Posted On: Jul. 22, 2021 11:43 AM CST

firefighter

The Supreme Court of Pennsylvania ruled Wednesday that a veteran firefighter’s workers compensation cancer claim was timely, filed 10 years after he retired, and that the municipality he worked for applied the wrong time frame for denying his claim.

Michael Sevanick was a firefighter for the City of Johnstown for 19 years and after retiring from the fire department in 2006. In 2015, he was diagnosed with kidney cancer and in 2016 filed a claim for workers compensation benefits, alleging that his cancer was caused by exposure to a carcinogen during his time as a firefighter, according to documents in City of Johnstown v. Workers' Compensation Appeal Board, filed in Harrisburg.

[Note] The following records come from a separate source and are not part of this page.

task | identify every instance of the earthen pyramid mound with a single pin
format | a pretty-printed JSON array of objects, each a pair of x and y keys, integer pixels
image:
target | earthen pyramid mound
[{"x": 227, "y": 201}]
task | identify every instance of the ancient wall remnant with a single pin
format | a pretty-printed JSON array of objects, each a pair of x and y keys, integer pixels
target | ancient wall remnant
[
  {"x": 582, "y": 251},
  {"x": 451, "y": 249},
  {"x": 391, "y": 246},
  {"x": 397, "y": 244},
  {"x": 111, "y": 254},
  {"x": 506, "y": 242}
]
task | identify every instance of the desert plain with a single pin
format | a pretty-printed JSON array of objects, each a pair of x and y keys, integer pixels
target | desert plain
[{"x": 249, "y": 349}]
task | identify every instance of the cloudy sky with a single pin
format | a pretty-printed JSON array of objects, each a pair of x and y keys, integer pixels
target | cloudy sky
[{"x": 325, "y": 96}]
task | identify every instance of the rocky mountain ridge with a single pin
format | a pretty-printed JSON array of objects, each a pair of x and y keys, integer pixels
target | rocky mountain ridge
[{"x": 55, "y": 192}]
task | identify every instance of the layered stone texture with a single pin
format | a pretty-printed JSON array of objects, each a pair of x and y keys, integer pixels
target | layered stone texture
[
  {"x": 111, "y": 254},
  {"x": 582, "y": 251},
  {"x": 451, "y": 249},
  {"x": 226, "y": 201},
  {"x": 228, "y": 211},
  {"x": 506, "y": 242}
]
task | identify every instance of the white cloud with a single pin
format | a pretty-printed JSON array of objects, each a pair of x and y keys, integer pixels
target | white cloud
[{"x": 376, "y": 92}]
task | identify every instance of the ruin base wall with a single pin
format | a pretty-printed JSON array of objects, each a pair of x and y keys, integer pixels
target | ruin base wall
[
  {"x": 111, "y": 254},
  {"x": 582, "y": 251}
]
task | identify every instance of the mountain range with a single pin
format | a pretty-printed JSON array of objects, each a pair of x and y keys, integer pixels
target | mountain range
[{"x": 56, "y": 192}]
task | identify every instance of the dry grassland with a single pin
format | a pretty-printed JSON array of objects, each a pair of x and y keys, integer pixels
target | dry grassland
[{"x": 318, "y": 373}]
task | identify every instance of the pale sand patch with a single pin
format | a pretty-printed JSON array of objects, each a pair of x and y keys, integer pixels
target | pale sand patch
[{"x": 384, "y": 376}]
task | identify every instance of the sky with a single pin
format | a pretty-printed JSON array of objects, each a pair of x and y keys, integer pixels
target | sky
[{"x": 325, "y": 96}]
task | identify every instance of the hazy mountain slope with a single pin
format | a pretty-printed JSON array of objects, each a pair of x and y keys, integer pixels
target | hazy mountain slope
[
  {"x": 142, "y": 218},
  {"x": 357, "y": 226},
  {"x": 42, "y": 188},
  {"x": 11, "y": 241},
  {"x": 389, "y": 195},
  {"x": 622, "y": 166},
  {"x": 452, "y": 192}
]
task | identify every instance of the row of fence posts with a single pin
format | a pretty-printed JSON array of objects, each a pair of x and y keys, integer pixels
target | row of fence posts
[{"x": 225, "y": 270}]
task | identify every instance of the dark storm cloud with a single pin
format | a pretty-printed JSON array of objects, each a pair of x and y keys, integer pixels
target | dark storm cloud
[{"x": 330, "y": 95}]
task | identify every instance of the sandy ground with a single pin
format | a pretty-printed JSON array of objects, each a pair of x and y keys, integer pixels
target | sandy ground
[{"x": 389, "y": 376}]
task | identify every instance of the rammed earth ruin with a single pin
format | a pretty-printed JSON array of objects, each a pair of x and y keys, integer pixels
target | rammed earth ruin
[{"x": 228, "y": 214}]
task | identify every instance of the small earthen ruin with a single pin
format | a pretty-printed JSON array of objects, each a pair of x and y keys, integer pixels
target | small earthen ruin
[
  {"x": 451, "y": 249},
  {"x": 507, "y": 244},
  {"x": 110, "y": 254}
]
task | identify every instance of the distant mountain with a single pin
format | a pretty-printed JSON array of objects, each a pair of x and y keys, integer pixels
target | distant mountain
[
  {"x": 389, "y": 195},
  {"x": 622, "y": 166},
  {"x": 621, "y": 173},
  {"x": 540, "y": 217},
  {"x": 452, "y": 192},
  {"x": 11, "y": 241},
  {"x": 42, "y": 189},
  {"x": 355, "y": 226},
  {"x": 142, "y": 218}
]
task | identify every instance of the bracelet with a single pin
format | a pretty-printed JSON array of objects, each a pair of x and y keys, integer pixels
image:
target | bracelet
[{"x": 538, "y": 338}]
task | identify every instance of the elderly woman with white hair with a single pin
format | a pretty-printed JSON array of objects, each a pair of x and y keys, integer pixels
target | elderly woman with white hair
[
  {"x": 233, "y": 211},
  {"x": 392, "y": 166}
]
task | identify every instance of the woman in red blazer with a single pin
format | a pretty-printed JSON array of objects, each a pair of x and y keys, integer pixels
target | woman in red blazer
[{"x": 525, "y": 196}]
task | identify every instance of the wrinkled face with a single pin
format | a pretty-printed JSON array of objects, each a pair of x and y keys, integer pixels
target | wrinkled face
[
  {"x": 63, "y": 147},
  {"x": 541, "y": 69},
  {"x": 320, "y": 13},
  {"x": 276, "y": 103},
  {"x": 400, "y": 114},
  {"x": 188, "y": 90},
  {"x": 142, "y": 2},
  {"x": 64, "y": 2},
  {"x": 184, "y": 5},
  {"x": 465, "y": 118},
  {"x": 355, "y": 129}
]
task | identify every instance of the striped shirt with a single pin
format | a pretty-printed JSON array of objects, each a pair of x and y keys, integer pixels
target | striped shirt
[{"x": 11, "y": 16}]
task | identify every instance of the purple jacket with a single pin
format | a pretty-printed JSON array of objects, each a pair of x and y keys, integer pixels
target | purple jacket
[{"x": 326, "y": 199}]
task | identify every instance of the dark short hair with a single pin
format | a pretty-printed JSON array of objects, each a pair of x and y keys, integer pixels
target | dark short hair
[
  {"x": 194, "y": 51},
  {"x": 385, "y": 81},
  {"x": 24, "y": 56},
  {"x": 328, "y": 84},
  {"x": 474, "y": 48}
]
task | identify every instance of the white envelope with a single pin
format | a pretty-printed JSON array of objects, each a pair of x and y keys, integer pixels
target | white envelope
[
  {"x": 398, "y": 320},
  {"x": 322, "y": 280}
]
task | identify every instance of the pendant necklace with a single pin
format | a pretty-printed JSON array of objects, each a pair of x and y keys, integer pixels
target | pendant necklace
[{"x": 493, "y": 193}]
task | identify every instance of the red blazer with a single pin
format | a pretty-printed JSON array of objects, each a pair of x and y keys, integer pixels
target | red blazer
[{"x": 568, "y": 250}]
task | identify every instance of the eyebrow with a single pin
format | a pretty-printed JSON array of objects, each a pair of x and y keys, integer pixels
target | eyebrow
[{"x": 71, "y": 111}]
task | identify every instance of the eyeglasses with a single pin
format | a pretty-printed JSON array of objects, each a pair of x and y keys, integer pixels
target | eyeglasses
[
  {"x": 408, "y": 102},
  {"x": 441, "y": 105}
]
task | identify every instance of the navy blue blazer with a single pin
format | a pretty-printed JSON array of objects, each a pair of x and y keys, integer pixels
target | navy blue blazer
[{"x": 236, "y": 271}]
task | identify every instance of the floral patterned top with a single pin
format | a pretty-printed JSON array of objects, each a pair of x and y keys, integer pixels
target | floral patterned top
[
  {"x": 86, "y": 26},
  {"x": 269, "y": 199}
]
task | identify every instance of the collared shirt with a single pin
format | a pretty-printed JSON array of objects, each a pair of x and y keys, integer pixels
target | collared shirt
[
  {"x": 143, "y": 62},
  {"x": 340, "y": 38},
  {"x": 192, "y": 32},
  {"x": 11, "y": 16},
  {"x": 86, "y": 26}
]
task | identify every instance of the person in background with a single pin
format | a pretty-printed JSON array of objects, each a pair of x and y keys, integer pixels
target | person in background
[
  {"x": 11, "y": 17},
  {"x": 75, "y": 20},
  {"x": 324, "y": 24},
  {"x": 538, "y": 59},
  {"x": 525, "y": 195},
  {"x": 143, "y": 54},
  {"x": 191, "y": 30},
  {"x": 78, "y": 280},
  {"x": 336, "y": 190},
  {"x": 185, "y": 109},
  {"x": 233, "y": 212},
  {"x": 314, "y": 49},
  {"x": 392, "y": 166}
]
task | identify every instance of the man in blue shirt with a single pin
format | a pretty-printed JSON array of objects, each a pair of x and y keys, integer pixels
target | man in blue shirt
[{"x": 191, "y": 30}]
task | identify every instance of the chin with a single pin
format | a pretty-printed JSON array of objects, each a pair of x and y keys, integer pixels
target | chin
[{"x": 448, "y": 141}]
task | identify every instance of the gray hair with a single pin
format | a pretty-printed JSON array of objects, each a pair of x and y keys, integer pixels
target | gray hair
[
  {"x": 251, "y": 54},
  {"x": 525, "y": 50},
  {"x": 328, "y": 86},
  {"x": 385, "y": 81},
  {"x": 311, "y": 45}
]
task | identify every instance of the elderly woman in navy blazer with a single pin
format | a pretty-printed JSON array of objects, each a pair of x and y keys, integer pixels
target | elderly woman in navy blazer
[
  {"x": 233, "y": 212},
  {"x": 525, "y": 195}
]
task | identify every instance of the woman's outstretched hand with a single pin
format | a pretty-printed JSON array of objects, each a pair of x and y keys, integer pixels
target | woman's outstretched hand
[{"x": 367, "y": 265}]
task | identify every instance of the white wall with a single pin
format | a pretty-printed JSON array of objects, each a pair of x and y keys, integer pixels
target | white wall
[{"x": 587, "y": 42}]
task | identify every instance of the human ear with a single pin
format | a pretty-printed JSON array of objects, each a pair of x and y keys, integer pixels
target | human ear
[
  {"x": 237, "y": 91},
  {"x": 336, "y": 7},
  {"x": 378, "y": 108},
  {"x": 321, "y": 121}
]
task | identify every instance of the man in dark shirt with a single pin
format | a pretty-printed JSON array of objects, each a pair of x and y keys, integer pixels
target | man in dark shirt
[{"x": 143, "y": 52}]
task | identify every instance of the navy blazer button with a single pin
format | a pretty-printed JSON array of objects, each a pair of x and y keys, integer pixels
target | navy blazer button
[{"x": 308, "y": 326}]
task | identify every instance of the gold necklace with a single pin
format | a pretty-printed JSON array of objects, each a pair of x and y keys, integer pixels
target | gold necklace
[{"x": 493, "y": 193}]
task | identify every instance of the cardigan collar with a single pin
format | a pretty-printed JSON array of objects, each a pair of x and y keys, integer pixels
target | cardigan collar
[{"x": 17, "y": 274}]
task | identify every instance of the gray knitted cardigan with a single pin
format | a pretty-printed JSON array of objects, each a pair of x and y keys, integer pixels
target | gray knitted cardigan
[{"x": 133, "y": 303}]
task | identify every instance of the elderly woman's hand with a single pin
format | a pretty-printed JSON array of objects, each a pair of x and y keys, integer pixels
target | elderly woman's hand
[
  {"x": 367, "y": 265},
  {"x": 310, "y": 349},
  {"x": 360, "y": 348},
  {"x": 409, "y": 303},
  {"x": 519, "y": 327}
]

A state workers compensation judge ruled in Mr. Sevanick’s favor. On appeal before the Workers’ Compensation Appeals Board, Johnstown argued that Mr. Sevanick’s claim was barred by state law that called for him to file within 300 weeks of retirement — which the board ruled was misapplied and that correct section of state law called for a 600-week window to file a cancer claim.

The argument rose out of ambiguity in the state law over last exposure to a carcinogen — the city claimed he had to report exposure within 300 weeks of leaving his job while the board and the board reasoned that a subsequent section in state law “creates a new timeframe for cancer-related occupational disease claims made by firefighters. Because (Mr.) Sevanick raised his claim well within 600 weeks from his last date of employment as a firefighter, the Board concluded that the claim was timely.”

On further appeal, “since there was no dispute that (Mr.) Sevanick filed his claim 490 weeks after his last date of employment,” a Commonwealth Court found the petition timely. The state’s highest court agreed, writing that the limitation period argued in the city’s appeal “has no application to the firefighter’s claim.”